Enfim Tin-Tin. Um dia e uma noite depois do previsto. Novo controlo policial. O mesmo questionário. Sim, somos todos “Professeurs”, o Ibrahima é “Biologist”. O Nelson perdeu, por instantes, a carteira profissional. As máquinas de fotografar não.

Aconchego-me na bagageira do Land Rover – aqui em Nouadhibou, Omar, o empregado doméstico da família de Ibrahima, cola-se às minhas costas. Está curioso. Quando escrevo “Omar” desliza sem ruído para dentro de casa. Antes que fuja levanto a cabeça do teclado e sorrio-lhe. Sorri também. Largo e simpático. Terá percebido? (o meu primeiro ponto de interrogação escrito. Os outros vão-se acumulando).

Aconchego-me na bagageira do Land Rover, as botas castanhas e amarelas colam-se a um vidro lateral. Agora só vejo um céu cinzento. Penso em escrever. Acabo a ver o “Grand Torino”. Mas não continuadamente. As barreiras policiais são cada vez mais intensas. Conto cinco. O filme ainda vai a meio. Sempre que abrandamos fecho o computador e finjo dormir. Ouço as perguntas mas não vejo os Louis de Funes. Mais à frente começa a dança do passaporte. Passo-o ao Maciel. Tento dormir.

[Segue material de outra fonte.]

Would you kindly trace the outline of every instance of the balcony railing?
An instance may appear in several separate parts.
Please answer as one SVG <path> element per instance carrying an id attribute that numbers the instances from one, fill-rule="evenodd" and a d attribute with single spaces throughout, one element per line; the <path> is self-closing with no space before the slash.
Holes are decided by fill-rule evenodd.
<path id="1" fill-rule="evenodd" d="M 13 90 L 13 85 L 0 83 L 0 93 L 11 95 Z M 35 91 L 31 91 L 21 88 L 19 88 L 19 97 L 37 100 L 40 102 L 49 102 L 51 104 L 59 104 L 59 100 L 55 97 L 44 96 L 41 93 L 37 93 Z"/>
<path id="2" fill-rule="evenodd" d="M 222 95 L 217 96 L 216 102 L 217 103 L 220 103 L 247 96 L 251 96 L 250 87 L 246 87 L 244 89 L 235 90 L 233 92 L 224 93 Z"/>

Acordo com o barulho das portas a bater. São 8h10m. De um lado está o mar, a ocidente, e as Canárias. Do outro algumas dunas. A luz é filtrada pela fina camada de nevoeiro da madrugada. A falésia é ingreme e recortada. Gil Eanes acena, ao largo. Passará? Mas alguém há-de ficar. Ficou um. No Bojador. A conhecer os mouros do deserto. Recolhe-lo-iam um ano mais tarde. No meu caderninho está escrito “8.10. Deserto. Finalmente. J”. Mas é só um cheirinho.

Chegamos pouco depois a Tarfaya, no Cabo Juby. Pequeno almoço. Café com leite e pão com manteiga. É uma pequena localidade piscatória. O ponto mais próximo das Canárias. Fuerteventura estará a 100 Km para nordoeste. Las Palmas um pouco mais além. Na praia de Maspalomas, na Grande Canária, há corpos deitados, inertes. Desidratados da passagem. Corpos negros. A Cruz Vermelha. Passou na RTP, há poucos anos. Passaram por aqui? (o segundo).

Jilabas e turbantes amarrados em torno da cabeça. Bigodes pretos, de olhar fundo e amarelo. Os pescadores de Tarfaya bebem chá de menta. Que mais poderia ser? À praia chega Salem. Fecha o olho direito para focar. É miope. Não tem dinheiro para óculos. Nem para livros. Tem, isso tem, uma pose calma de intelectual e treze anos. Aqui em Nouadhibou a noite chega. Sente-se o vento do deserto. Está ali em frente, depois do caminho de ferro. O caminho do ferro. Passa vazio, enorme. Saiu do porto, na zona de Cansados. Dirige-se para Zuarate. Na volta traz minério. Ferro. A França colonial talhou um pouco mais de terra para dominar a mina. Agora, junto com o peixe, enche os bolsos dos mouros brancos. A elite da Mauritânia. O golpista é agora presidente. Chama-se Mohamed-Ould-Abdel-Aziz. Ould significa “filho de”. Todos os mouros, brancos e pretos são Ould. Os brancos eram gentes do deserto, gostavam de viver em grandes tendas brancas. Percorriam todo o Sara para comerciar. Faziam razias, arrebanhando escravos. A escravatura foi abolida em 1982. Os escravos vinham de uma África mais negra. Até 1982. Ficaram tanto tempo com os brancos – Hassani- que se transformaram em mouros. Só que pretos. Os outros, como a família de Ibrahima, são Al Pular. Nós dizemos Fula. São da grande tribo de pastores. A sua gente seguiu as pastagens da Costa do Marfim, do Senegal até ao Niger e mais além. São Africanos Negros. O primeiro presidente Al Pular da Mauritânia terá honras de Obama. Na década de 90, os mouros chegaram à conclusão que já havia Al Pular em excesso no exército. Despediram-nos. Em Terhazza, no centro do Sara, o Oásis tingiu-se de vermelho. Os pastores cruzaram o Senegal. Aguardam em tendas brancas de refugiados. Na Televisão, Aziz discursa, em diferido, no Estádio Olímpico de Nouakchott. Os Al Pular podem voltar. A justiça mundial aguarda ainda que alguns generais mouros cruzem o mar. Clandestinos.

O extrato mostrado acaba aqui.